Skill Acquisition Transcript
At Athlete Assessments, you know that we focus on understanding yourself as being the pillar or foundation towards athletic success or coaching success. When we’re talking about understanding yourself one of the vital components of this is how we apply that knowledge of ourselves to acquiring skill. Now skill acquisition here in Australia is a topic which is very successfully covered by some researchers and professors in this particular area. There is a lot of professional teams that employ the services of skill acquisition specialists. We’re looking specifically at the most effective way to develop a technique into a consistent technique so that it becomes a skill under pressure and that’s a challenge for every single athlete. I was recently attending a conference and this topic came up and I started linking back to the type of stuff that we do. Because when we talk about skill acquisition what we’re relating it to is an athlete’s ability to what we call ‘self-regulate’.
Self-regulation is inherently linked to an athlete’s level of self-awareness, how well do you understand yourself and be able to put yourself in a position where you can execute your skill in pressure. Self-regulation from a skill acquisition perspective relies on four components. The first one of these components is what we call self-planning. What’s been found is that athletes that have the ability to self-regulate invariably achieve better results than those that don’t. The first step being self-planning. That looks like an athlete that turns up to practice with a plan in place in terms of their goals that they’d like to achieve for that practice, what they technically would like to do better. Perhaps even looking at some footage of themselves performing in the past and looking at the key areas they have in their own mind as to what they want to improve on for this session.
It’s absolutely athlete-driven, the whole concept of self-regulation is it’s done by self. Instead of, what often is the conversation is a coach telling the athlete that today you’re going to improve in this and this and this. These are your goals for today. Self-regulation means we take accountability for doing that ourselves.

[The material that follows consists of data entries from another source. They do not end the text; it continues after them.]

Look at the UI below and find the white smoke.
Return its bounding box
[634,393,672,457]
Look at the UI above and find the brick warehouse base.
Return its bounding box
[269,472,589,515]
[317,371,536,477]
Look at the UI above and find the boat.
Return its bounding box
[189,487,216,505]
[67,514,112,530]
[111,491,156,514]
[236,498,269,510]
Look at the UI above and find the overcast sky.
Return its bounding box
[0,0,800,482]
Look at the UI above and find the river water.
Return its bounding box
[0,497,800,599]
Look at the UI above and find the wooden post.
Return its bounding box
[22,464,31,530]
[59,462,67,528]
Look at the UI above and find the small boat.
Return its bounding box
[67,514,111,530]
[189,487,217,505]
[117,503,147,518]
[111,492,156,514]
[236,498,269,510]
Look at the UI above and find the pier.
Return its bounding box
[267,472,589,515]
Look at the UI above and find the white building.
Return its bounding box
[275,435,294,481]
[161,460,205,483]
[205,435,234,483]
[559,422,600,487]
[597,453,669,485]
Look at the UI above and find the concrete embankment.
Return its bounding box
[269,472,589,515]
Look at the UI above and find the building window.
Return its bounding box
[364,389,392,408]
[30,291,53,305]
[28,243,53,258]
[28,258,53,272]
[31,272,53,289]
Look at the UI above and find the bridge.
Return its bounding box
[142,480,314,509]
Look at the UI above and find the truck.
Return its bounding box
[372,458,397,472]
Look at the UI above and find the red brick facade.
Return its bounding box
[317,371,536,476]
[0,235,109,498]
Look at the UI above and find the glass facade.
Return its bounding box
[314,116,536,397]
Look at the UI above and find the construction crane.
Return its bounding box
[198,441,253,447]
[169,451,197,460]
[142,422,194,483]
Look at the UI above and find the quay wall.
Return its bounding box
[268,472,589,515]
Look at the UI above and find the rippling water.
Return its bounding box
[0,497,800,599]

The next step is from self-planning to self-monitoring. Once we’ve got a plan in place, we need to monitor our progress towards achieving that particular plan. That is as we go through the practice session, literally taking stock of what am I doing, am I executing what I said I was going to execute? And getting feedback from others. The next step from self-monitoring is self-evaluation.
Self-evaluation happens after a technical drill that you’ve executed and particularly after a practice session where you stop and think back on what you’ve just done and you evaluate your progress. So you may be looking at the goals you were looking at in the self-planning stage. I encourage athletes to give themselves a ranking out of ten. If you said you wanted to improve in this particular area of your technique, it’s the end of session now, where are you at?